De acuerdo con Lafosse, esta condición jurídica significa que el reglamento podría ser derogado directamente por la actual titular de la Secretaría de Relaciones Exteriores, la canciller Mireya Agüero.
La jurista sostuvo que el mecanismo utilizado para aprobar el beneficio genera cuestionamientos legales y éticos, señalando que este tipo de privilegios deben estar vinculados exclusivamente al ejercicio activo de funciones públicas.
“Los pasaportes diplomáticos están diseñados para personas que desempeñan funciones dentro del Estado. No deberían entregarse a quienes ya no tienen responsabilidades oficiales”, explicó.
Críticas por supuestos privilegios indebidos
Lafosse fue más allá en su análisis y calificó la decisión como una “oficialización del abuso del poder”, argumentando que la medida recuerda prácticas propias de sistemas de privilegios permanentes.
A su juicio, la ampliación de estos beneficios incluso a cónyuges de exfuncionarios refuerza la percepción de que se trata de una decisión desproporcionada.
La abogada describió la normativa como “inaudita” y sostuvo que este tipo de medidas generan un mensaje negativo para la institucionalidad del país.
Debate abierto en el ámbito político
La polémica sobre los pasaportes diplomáticos vitalicios abre ahora un nuevo capítulo de discusión en el Congreso Nacional y en el ámbito político hondureño.

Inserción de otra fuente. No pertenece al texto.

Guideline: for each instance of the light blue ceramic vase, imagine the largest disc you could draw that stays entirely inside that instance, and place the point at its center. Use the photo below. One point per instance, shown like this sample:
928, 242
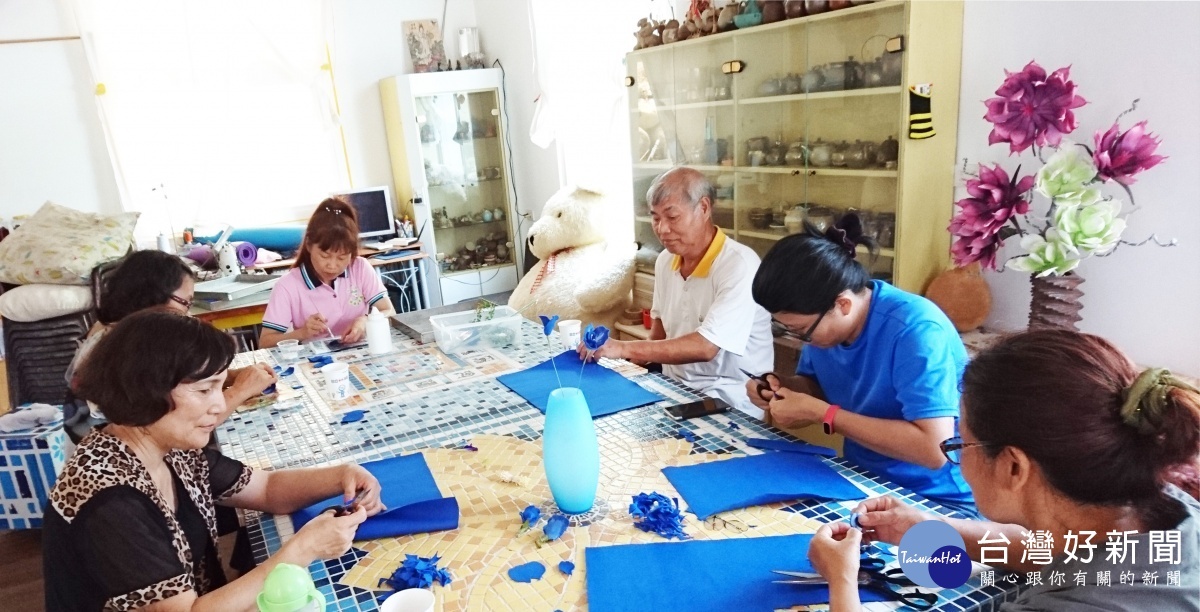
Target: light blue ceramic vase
570, 451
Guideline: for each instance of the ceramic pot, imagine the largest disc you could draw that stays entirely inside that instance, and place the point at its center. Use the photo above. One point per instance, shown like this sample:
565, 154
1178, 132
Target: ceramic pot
773, 11
820, 154
797, 154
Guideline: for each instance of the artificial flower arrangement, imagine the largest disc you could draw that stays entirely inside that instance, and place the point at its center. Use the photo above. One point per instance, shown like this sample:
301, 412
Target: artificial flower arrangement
1036, 111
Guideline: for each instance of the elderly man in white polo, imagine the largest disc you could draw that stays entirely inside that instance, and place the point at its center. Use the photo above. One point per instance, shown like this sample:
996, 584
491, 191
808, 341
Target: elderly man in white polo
707, 325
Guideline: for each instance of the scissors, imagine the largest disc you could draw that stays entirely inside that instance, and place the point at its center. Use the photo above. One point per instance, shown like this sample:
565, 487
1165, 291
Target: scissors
348, 508
765, 384
874, 577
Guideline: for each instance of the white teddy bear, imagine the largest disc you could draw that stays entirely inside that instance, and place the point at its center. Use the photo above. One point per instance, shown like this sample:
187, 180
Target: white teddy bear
580, 274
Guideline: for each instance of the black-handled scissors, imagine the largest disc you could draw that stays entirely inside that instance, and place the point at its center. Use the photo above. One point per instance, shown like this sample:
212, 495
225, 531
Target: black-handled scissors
349, 508
765, 384
873, 576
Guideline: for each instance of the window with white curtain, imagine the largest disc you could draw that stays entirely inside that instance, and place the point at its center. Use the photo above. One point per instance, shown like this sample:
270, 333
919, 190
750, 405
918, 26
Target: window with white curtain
216, 111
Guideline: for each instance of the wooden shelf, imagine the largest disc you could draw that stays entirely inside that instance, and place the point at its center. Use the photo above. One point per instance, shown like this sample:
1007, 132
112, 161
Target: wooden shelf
825, 95
796, 171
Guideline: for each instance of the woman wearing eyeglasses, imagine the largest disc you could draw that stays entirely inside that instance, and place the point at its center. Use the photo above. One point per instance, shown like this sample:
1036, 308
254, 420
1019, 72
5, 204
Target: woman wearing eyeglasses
145, 280
880, 365
1061, 433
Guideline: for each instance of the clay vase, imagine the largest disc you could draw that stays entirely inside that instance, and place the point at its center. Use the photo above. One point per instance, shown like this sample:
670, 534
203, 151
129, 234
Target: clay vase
963, 295
773, 11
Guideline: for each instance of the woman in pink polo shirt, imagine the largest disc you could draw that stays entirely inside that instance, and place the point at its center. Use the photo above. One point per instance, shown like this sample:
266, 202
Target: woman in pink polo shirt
330, 289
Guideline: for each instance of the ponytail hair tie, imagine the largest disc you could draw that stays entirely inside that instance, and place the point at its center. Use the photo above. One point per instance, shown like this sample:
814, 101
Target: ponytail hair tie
1146, 399
846, 233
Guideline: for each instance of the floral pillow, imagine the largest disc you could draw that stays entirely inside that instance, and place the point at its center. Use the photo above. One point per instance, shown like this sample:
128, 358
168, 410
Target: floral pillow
60, 245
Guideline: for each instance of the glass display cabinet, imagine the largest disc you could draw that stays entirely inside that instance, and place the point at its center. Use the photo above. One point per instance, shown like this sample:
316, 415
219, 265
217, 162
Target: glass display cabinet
445, 137
808, 119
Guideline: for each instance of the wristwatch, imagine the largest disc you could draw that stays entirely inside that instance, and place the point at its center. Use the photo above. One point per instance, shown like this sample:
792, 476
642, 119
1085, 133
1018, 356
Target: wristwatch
827, 423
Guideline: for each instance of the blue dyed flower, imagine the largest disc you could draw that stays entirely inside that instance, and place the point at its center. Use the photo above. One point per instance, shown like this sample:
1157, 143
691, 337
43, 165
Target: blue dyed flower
547, 323
418, 573
655, 513
528, 517
553, 529
595, 337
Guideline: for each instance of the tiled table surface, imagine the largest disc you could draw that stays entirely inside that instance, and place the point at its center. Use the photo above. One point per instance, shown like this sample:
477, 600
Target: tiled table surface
304, 432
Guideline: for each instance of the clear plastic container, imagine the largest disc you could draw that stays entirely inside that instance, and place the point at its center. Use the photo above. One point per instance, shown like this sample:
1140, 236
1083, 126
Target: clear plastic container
473, 330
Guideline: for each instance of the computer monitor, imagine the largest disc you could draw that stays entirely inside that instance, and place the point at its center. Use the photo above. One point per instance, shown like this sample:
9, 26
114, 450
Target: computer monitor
373, 205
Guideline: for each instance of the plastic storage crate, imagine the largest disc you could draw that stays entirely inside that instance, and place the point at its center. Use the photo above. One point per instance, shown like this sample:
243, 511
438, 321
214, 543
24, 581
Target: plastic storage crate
30, 462
461, 331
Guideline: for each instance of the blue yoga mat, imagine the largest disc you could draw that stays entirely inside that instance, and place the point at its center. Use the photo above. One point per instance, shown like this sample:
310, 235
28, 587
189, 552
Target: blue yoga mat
605, 390
413, 499
718, 486
280, 238
703, 576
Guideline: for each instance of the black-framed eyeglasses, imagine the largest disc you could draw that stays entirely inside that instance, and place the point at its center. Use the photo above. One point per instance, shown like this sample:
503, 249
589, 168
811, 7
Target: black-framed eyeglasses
784, 330
953, 448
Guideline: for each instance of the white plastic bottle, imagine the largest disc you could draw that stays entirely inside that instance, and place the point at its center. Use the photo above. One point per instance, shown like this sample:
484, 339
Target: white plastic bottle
378, 334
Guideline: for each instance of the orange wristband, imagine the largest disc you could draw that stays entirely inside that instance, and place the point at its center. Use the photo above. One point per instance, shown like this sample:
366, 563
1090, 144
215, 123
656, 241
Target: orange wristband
827, 423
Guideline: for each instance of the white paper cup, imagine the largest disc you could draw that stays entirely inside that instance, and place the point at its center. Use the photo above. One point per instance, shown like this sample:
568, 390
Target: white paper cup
569, 330
409, 600
337, 381
289, 349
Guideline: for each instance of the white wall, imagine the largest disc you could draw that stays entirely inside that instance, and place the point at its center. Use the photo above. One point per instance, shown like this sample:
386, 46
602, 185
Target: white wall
369, 45
52, 145
504, 34
1143, 299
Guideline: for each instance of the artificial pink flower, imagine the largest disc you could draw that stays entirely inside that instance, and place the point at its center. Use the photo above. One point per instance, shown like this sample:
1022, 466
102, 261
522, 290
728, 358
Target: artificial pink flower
995, 199
1120, 156
1032, 108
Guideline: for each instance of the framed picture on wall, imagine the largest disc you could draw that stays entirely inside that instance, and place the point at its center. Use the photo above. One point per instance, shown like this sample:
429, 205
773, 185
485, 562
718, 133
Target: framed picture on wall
424, 39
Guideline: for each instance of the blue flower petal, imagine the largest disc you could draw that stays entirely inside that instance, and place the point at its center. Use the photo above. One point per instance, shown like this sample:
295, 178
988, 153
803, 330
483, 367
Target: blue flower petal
547, 323
595, 337
555, 527
655, 513
527, 573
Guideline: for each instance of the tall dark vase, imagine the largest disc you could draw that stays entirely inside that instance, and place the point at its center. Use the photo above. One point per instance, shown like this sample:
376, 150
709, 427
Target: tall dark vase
1055, 301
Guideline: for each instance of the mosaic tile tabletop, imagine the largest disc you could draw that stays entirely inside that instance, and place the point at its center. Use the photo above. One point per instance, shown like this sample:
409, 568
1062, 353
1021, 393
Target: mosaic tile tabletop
419, 399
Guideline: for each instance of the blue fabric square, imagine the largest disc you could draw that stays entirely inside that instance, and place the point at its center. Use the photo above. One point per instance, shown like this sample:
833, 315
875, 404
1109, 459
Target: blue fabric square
718, 486
703, 576
412, 496
605, 390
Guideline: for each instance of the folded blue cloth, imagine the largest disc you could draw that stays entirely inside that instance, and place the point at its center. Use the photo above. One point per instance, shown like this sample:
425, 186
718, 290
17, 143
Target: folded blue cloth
703, 576
413, 499
790, 447
718, 486
605, 390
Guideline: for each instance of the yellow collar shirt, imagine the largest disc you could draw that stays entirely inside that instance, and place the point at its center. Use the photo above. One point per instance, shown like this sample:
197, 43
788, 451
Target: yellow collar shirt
717, 303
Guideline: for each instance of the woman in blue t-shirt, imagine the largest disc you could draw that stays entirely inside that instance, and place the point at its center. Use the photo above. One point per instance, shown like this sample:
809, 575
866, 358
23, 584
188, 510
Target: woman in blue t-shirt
880, 366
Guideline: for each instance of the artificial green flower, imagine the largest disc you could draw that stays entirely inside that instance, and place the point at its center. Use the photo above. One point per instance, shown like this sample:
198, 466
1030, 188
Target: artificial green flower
1066, 177
1053, 255
1091, 228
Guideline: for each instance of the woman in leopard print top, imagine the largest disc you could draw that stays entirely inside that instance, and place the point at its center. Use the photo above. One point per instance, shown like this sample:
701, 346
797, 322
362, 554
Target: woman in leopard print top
131, 522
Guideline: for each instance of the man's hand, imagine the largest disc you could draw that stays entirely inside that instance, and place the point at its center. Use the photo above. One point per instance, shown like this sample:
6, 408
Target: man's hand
611, 349
795, 409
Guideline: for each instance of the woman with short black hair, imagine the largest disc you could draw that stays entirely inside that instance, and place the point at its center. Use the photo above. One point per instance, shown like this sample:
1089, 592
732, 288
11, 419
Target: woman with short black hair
131, 522
880, 365
1062, 436
147, 280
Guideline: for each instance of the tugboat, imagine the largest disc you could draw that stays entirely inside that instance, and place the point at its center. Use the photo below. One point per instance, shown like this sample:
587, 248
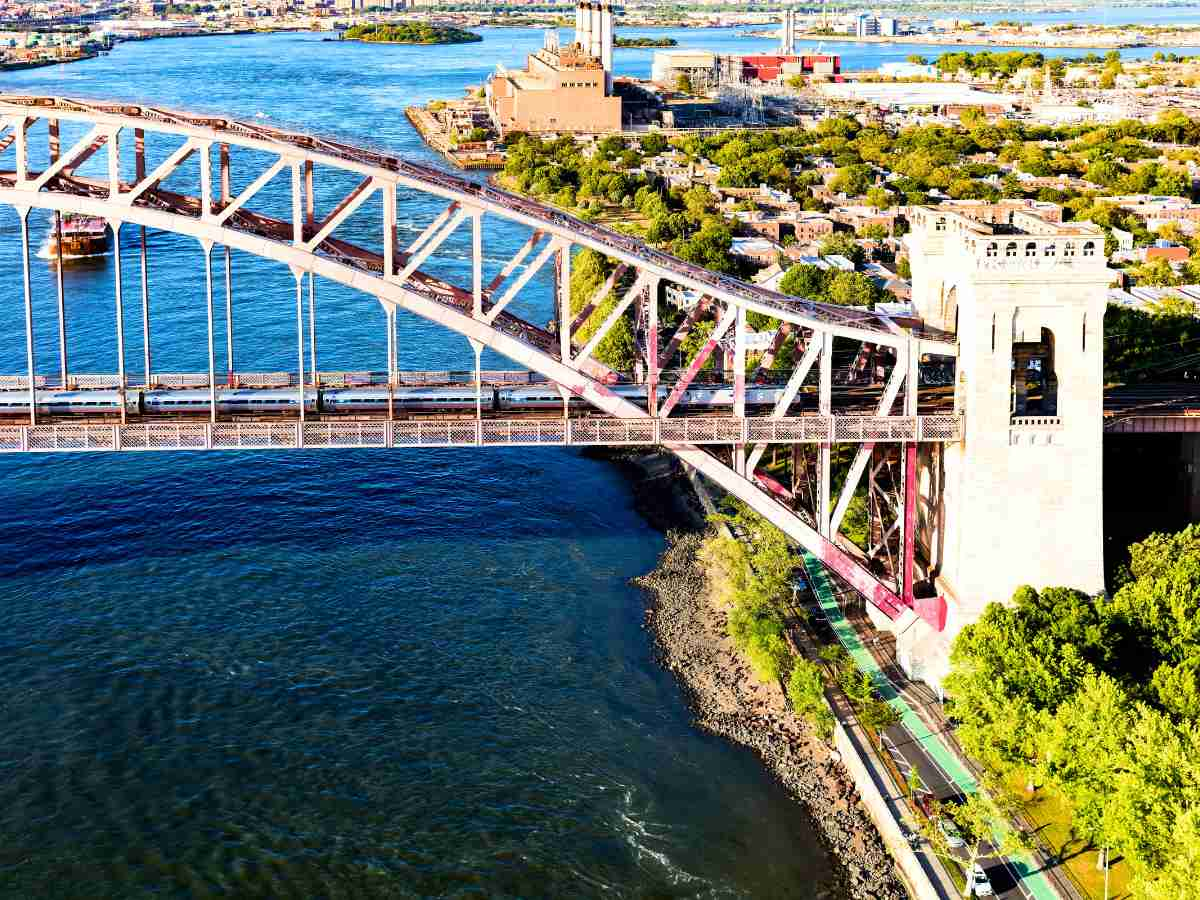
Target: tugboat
82, 237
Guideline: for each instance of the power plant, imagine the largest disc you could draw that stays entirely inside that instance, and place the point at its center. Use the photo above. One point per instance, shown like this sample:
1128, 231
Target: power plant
593, 34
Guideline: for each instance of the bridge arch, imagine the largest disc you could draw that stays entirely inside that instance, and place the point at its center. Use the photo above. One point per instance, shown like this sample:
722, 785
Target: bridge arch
477, 312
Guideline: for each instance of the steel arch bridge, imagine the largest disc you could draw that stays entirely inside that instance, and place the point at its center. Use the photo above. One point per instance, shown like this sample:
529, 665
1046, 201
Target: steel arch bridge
216, 216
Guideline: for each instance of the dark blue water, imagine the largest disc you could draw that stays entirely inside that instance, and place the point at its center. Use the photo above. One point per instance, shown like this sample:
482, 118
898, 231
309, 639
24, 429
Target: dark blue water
340, 673
336, 673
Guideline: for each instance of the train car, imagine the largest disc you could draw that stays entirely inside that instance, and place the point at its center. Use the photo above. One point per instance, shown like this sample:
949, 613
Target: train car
636, 393
535, 397
375, 400
245, 402
432, 400
67, 402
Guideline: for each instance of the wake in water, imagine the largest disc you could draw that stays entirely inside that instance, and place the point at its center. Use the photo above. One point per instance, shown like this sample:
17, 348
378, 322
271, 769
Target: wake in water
43, 252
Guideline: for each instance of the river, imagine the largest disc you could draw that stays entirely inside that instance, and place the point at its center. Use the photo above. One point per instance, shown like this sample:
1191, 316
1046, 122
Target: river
341, 673
336, 673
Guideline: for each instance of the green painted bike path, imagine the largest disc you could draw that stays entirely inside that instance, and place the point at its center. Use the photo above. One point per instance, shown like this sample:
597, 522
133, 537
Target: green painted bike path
1027, 870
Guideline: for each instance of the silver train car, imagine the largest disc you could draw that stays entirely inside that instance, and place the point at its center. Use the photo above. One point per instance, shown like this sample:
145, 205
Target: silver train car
67, 402
233, 401
246, 401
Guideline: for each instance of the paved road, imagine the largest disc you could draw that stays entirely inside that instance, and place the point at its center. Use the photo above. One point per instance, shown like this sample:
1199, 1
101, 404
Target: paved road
915, 744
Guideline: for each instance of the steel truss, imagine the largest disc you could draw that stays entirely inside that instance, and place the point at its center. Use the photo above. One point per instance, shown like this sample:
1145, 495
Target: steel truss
481, 312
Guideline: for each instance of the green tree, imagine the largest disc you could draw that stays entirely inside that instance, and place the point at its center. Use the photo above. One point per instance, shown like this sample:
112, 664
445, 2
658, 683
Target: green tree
879, 197
807, 281
851, 180
805, 691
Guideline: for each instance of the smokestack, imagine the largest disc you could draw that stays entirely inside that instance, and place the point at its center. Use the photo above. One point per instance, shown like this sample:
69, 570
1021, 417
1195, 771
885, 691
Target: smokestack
597, 30
606, 45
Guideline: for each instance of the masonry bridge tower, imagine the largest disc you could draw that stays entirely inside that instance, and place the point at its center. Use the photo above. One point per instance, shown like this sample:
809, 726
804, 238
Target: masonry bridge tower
1019, 499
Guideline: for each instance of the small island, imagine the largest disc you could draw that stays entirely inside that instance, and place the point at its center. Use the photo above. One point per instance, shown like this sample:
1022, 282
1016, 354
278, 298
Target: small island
625, 42
409, 33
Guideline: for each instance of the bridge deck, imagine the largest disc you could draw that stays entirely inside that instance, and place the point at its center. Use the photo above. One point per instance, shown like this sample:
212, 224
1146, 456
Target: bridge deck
1163, 408
474, 432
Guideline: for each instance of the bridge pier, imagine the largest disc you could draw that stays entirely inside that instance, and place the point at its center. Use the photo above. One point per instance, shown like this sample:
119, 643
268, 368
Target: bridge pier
118, 294
145, 315
1023, 493
312, 328
228, 273
1189, 456
63, 306
213, 357
299, 276
23, 213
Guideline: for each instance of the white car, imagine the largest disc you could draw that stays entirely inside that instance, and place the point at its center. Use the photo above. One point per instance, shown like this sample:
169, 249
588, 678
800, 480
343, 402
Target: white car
979, 883
951, 832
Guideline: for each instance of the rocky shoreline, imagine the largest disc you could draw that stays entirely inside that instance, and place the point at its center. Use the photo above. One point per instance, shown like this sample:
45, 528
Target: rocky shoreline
689, 635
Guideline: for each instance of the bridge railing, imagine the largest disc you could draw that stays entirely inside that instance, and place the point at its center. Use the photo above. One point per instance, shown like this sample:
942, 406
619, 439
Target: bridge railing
267, 379
474, 432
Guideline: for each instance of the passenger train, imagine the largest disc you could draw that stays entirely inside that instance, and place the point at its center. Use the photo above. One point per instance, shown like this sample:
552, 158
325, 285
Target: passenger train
353, 400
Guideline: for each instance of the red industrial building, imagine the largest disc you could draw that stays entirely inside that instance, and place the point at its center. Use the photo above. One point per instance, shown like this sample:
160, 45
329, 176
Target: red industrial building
774, 66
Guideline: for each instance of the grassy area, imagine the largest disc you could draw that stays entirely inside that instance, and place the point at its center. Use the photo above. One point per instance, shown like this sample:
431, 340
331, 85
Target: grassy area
1051, 814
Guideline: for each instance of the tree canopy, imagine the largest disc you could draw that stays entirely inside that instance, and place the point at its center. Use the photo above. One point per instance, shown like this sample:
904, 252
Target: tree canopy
1099, 699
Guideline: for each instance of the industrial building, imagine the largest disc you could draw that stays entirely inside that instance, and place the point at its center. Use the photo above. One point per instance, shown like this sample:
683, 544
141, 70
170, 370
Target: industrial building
709, 70
562, 89
945, 99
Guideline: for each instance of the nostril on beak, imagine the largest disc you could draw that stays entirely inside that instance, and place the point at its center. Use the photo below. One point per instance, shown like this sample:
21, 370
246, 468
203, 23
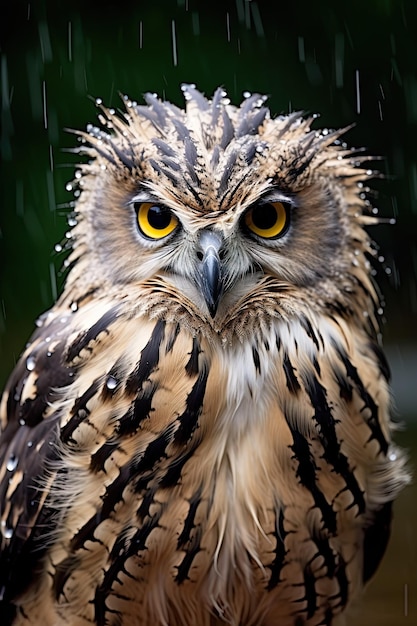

Mientras desde el Legislativo se impulsa una iniciativa para eliminar el reglamento y limitar los privilegios diplomáticos a funcionarios en ejercicio, sectores legales y políticos coinciden en que la decisión final dependerá tanto de la voluntad del Congreso como de las acciones administrativas que pueda tomar la Cancillería.
Por ahora, el tema continúa generando debate público sobre los límites de los beneficios que pueden otorgarse a exfuncionarios y la necesidad de reforzar los mecanismos de control sobre el uso de documentos oficiales del Estado.